I have HPA for my Kubernetes-deployed app with cluster autoscaler. Scaling works properly for both pods and nodes, but during production load spikes I see a lot of 502 errors from ALB (aws-load-balancer-controller).
It seems like I have enabled everything to achieve zero-downtime deployment / scaling:
readinessProbe:
httpGet:
path: /_healthcheck/
port: 80
* pod readiness gate [is enabled](https://kubernetes-sigs.github.io/aws-load-balancer-controller/v2.2/deploy/pod_readiness_gate/)
* ingress annotation uses `ip` target type
alb.ingress.kubernetes.io/target-type: ip
* healthcheck parameters are specified on the ingress resource
alb.ingress.kubernetes.io/healthcheck-path: "/healthcheck/" alb.ingress.kubernetes.io/healthcheck-interval-seconds: "10"
but that doesn't help.
How to properly debug this kind of issue and which other parameters should I tune to completely eliminate 5xx errors from my load balancer?
Here's a list of some extra things that I've added to my configuration alongside those mentioned above
preStop
hooklifecycle:
preStop:
exec:
command: ["/bin/sleep", "30"]
termination grace period on a pod terminationGracePeriodSeconds: 40
(sleep time from the above + 10-15 seconds)
tune deregistration delay value on a target group by setting
alb.ingress.kubernetes.io/target-group-attributes: deregistration_delay.timeout_seconds=30
this annotation on an ingress resources. Usually the value should match your timeout on backend webserver (we don't want to have a target around more than it requires for the longest possible request to finish).
The main idea behind this tuning is to make sure changes of the Pods state have enough time to propagate to the underlying AWS resources, so traffic is no longer routed from ALB to the pod within target group that has been already marked as terminated/unhealthy by k8s.

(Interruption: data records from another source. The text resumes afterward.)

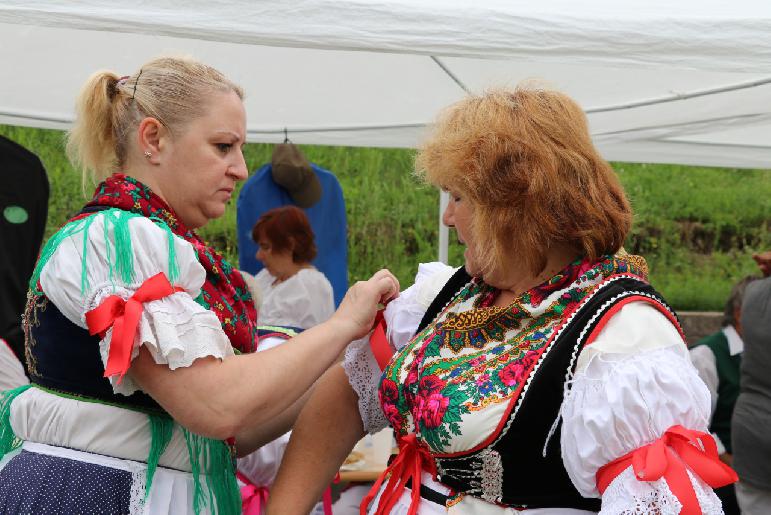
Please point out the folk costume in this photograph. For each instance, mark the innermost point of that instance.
(581, 388)
(82, 438)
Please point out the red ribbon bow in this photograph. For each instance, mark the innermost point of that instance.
(253, 498)
(413, 458)
(123, 317)
(378, 342)
(667, 457)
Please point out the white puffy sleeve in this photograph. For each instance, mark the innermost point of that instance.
(175, 329)
(402, 316)
(631, 384)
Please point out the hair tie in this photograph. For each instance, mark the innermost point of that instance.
(135, 84)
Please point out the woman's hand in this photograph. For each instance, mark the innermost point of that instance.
(356, 313)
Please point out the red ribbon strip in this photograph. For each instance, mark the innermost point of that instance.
(667, 457)
(253, 497)
(378, 342)
(413, 458)
(123, 316)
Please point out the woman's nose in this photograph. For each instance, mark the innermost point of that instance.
(448, 217)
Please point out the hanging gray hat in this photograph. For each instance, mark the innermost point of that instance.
(292, 171)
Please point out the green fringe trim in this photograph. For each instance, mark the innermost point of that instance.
(119, 255)
(8, 440)
(161, 428)
(211, 460)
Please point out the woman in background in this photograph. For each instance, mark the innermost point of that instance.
(294, 293)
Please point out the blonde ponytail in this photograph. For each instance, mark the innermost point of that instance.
(91, 141)
(174, 90)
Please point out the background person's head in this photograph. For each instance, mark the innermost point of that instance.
(733, 306)
(285, 239)
(176, 124)
(523, 162)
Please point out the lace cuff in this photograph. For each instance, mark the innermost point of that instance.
(627, 496)
(175, 329)
(364, 376)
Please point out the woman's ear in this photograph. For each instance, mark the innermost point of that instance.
(151, 135)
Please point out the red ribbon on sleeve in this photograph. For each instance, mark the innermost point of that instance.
(378, 342)
(667, 457)
(123, 316)
(413, 458)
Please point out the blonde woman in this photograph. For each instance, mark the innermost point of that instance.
(138, 401)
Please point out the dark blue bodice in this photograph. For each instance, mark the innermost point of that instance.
(63, 357)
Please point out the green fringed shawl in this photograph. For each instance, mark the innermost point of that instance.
(8, 440)
(212, 462)
(210, 459)
(119, 255)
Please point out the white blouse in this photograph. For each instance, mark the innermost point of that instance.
(304, 300)
(175, 329)
(630, 385)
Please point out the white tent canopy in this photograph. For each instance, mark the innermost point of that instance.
(685, 83)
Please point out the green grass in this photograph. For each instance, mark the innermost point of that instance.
(696, 226)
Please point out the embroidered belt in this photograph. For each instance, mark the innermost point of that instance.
(667, 457)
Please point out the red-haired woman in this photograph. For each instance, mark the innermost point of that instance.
(293, 292)
(548, 376)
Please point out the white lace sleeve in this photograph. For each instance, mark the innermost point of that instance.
(175, 329)
(402, 317)
(628, 390)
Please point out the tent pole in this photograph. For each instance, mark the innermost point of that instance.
(444, 231)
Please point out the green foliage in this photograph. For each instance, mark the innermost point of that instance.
(696, 226)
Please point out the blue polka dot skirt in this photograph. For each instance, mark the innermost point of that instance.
(39, 484)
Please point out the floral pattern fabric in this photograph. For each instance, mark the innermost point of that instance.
(224, 292)
(476, 357)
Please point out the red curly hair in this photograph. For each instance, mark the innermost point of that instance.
(287, 228)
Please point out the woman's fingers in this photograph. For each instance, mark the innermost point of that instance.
(387, 284)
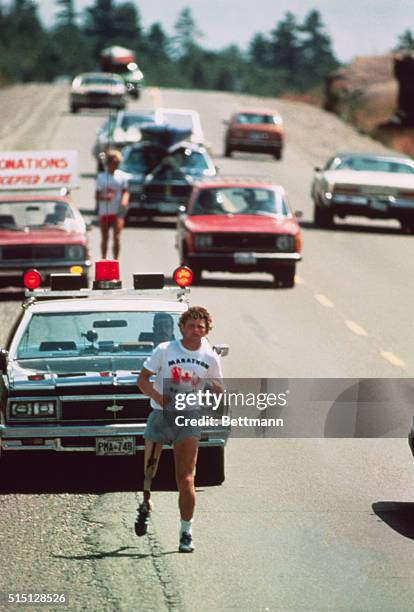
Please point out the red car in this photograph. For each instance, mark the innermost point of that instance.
(44, 231)
(256, 131)
(240, 226)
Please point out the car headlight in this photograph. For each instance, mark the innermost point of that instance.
(75, 251)
(40, 408)
(203, 240)
(285, 243)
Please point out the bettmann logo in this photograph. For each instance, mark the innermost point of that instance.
(114, 408)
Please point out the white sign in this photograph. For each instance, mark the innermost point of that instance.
(38, 169)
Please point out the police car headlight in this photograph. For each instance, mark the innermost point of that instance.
(285, 243)
(75, 251)
(39, 409)
(203, 240)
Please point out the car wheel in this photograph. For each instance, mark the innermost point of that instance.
(284, 276)
(210, 466)
(322, 217)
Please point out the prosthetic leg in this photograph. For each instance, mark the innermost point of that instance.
(152, 456)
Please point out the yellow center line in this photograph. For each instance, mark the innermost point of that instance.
(357, 329)
(322, 299)
(393, 359)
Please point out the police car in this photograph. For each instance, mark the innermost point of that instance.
(70, 366)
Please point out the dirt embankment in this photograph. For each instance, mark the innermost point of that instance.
(365, 94)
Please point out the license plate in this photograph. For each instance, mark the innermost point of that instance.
(167, 207)
(115, 446)
(378, 205)
(245, 258)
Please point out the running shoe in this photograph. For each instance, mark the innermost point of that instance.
(186, 542)
(142, 520)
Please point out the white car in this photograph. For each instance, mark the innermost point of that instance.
(364, 184)
(182, 119)
(97, 90)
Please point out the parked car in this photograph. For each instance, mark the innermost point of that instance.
(121, 130)
(254, 131)
(182, 119)
(41, 231)
(240, 226)
(70, 367)
(162, 170)
(97, 90)
(364, 184)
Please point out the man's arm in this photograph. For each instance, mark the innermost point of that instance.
(147, 387)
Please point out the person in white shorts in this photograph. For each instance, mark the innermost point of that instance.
(112, 199)
(187, 361)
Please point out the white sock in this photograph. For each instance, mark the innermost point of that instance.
(186, 526)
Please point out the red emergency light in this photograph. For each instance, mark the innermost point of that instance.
(32, 279)
(107, 274)
(183, 276)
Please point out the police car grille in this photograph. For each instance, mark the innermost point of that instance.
(105, 410)
(245, 241)
(34, 252)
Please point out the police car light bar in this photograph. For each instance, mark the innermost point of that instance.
(183, 276)
(148, 281)
(107, 274)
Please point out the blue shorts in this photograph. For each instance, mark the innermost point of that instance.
(163, 429)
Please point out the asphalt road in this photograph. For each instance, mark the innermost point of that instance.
(300, 524)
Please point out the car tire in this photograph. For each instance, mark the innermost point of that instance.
(284, 276)
(322, 217)
(210, 466)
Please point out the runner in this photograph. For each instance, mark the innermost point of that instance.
(112, 200)
(189, 359)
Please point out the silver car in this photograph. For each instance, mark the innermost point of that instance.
(121, 130)
(364, 184)
(97, 90)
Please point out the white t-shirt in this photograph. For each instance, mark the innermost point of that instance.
(170, 360)
(110, 187)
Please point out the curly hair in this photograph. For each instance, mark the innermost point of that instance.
(197, 312)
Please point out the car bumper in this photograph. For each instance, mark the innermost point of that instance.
(97, 101)
(22, 438)
(371, 206)
(243, 262)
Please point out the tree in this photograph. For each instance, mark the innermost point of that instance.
(405, 41)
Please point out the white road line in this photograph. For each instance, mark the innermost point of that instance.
(357, 329)
(393, 359)
(322, 299)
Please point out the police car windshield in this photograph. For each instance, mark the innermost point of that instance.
(30, 214)
(239, 201)
(68, 334)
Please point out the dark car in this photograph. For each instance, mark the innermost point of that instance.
(162, 170)
(240, 226)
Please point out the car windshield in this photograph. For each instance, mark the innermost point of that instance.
(69, 334)
(251, 118)
(239, 201)
(129, 121)
(28, 214)
(371, 164)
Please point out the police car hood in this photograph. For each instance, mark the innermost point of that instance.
(93, 370)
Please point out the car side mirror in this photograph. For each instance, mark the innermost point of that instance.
(221, 349)
(4, 358)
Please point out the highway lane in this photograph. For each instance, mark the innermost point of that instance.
(294, 526)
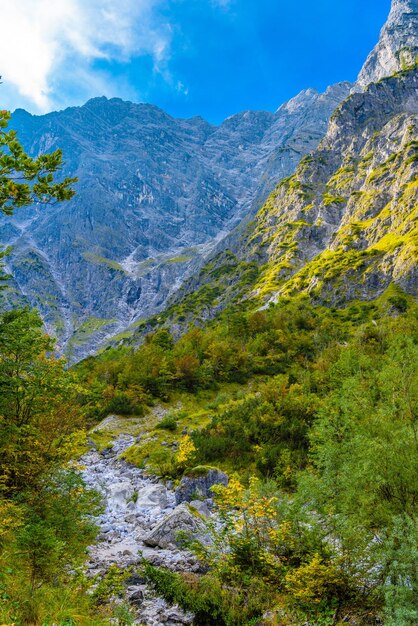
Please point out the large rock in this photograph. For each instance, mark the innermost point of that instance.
(152, 496)
(195, 487)
(181, 520)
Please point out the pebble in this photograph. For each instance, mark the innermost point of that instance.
(127, 520)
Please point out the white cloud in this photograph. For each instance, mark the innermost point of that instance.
(48, 47)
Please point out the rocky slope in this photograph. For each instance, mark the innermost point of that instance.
(343, 227)
(398, 45)
(154, 196)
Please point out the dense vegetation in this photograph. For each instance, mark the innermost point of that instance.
(46, 512)
(312, 411)
(320, 434)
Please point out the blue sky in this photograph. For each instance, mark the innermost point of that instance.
(191, 57)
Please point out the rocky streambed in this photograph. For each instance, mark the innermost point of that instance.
(141, 520)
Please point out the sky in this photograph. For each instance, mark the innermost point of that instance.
(211, 58)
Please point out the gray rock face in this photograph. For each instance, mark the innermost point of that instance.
(168, 532)
(398, 45)
(154, 197)
(191, 488)
(135, 504)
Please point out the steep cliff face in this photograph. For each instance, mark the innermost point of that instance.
(343, 227)
(398, 45)
(155, 195)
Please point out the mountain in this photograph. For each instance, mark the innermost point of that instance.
(398, 45)
(163, 206)
(342, 228)
(155, 195)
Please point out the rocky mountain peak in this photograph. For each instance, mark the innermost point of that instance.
(398, 44)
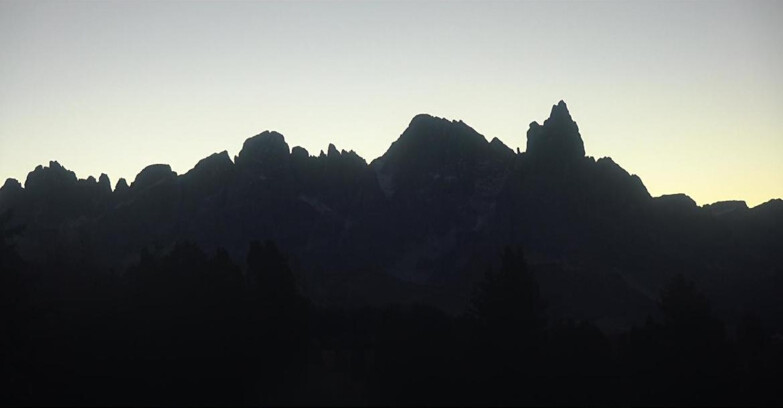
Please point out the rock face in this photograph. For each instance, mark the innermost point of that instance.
(558, 140)
(431, 214)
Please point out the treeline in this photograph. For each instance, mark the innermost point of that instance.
(182, 327)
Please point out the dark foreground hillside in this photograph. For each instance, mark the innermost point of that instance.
(451, 270)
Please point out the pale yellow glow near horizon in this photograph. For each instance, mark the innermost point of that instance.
(686, 95)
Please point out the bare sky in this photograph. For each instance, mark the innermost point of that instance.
(688, 95)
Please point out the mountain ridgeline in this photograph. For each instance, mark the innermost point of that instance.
(421, 223)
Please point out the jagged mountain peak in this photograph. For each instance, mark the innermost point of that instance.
(268, 146)
(45, 177)
(558, 139)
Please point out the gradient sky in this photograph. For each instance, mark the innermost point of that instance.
(688, 95)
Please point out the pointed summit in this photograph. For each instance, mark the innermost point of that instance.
(558, 139)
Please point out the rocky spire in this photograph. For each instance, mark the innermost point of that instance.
(558, 139)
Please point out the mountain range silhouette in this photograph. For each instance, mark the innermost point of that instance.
(420, 223)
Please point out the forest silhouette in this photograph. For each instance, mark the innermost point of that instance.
(450, 271)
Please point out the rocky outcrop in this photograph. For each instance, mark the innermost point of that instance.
(557, 140)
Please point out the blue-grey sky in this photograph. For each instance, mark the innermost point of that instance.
(689, 95)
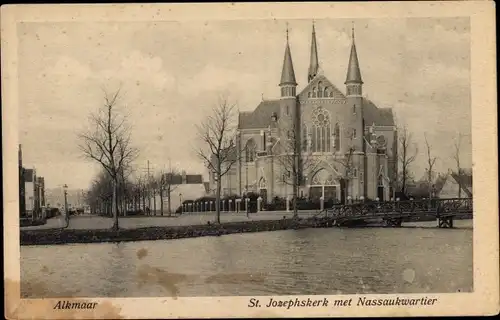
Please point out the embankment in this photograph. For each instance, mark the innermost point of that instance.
(64, 236)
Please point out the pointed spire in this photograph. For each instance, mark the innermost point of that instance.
(353, 71)
(313, 64)
(287, 74)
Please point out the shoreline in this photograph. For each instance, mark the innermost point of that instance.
(67, 236)
(61, 236)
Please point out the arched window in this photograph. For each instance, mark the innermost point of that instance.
(250, 150)
(336, 134)
(321, 130)
(305, 138)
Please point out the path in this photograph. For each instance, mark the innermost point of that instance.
(98, 222)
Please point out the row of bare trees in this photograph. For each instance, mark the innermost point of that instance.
(132, 195)
(408, 151)
(107, 142)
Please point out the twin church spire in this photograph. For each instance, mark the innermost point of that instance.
(288, 81)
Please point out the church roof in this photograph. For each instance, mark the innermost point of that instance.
(379, 116)
(287, 73)
(353, 71)
(260, 117)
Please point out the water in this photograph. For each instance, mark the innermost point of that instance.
(311, 261)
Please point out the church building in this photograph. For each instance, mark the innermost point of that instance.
(338, 144)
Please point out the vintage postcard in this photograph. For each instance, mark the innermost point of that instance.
(250, 160)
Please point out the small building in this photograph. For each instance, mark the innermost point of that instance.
(456, 186)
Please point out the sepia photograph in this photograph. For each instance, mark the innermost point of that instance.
(300, 162)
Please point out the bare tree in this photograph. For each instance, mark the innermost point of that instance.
(107, 142)
(456, 157)
(345, 159)
(408, 151)
(292, 162)
(430, 167)
(218, 150)
(166, 185)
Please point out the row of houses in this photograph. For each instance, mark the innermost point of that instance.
(31, 190)
(447, 185)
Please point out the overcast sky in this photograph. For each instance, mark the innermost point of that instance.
(172, 73)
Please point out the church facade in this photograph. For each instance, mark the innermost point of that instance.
(338, 145)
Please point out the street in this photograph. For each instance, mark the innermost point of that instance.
(99, 222)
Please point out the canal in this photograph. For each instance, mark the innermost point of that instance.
(417, 259)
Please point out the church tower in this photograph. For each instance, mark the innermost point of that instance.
(288, 84)
(354, 85)
(354, 126)
(313, 63)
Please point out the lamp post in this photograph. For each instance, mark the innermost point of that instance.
(66, 212)
(180, 197)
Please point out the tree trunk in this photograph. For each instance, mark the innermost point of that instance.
(114, 204)
(154, 202)
(295, 185)
(161, 201)
(217, 198)
(169, 195)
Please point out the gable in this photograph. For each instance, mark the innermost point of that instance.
(322, 82)
(261, 117)
(375, 115)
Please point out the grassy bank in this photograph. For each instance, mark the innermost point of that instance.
(64, 236)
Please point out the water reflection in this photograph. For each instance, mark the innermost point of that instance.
(312, 261)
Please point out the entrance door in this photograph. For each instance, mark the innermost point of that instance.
(342, 191)
(263, 195)
(330, 193)
(315, 193)
(380, 193)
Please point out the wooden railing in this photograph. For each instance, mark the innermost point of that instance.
(408, 207)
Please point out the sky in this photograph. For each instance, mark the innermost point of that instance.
(172, 73)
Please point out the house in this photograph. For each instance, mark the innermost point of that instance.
(339, 135)
(457, 185)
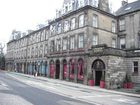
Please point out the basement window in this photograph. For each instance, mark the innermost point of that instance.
(128, 8)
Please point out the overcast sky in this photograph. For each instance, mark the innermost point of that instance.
(26, 14)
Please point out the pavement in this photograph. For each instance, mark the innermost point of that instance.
(126, 92)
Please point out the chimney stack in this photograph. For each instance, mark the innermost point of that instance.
(124, 2)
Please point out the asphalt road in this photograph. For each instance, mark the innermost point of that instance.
(14, 92)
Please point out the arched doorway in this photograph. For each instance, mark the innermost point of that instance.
(99, 69)
(46, 68)
(51, 69)
(64, 69)
(72, 69)
(57, 69)
(80, 69)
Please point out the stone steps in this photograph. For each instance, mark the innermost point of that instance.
(136, 79)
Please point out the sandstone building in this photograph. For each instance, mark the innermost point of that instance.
(84, 38)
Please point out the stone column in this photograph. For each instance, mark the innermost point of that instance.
(48, 71)
(61, 71)
(75, 72)
(54, 75)
(68, 71)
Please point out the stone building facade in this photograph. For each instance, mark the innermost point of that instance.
(84, 38)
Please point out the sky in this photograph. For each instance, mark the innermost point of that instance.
(27, 14)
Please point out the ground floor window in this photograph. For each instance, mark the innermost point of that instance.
(135, 67)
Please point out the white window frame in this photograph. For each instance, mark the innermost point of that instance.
(95, 40)
(95, 3)
(72, 42)
(66, 25)
(81, 41)
(121, 24)
(73, 21)
(95, 20)
(122, 42)
(65, 43)
(135, 67)
(114, 43)
(59, 28)
(81, 3)
(81, 20)
(113, 26)
(58, 44)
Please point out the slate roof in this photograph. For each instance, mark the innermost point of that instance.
(128, 8)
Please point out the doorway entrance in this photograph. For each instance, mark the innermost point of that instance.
(99, 69)
(98, 75)
(57, 69)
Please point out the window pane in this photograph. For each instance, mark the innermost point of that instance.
(73, 23)
(114, 43)
(81, 41)
(66, 26)
(64, 44)
(95, 21)
(72, 43)
(95, 40)
(121, 24)
(113, 27)
(122, 43)
(81, 21)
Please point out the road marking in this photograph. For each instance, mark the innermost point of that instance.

P.S. Make sure to always have enough pods to handle incoming requests (this is especially important for synchronous workers when doing rolling redeploy). Consider lower values for maxUnavailable
and higher values for maxSurge
in case your cluster/worker nodes have the capacity to allocate these extra pods. So if your pod handles 100 reqs/min on average on your load is 400 reqs/min make sure num of replicas
- maxUnavailable
> 4 (total reqs / reqs per pod)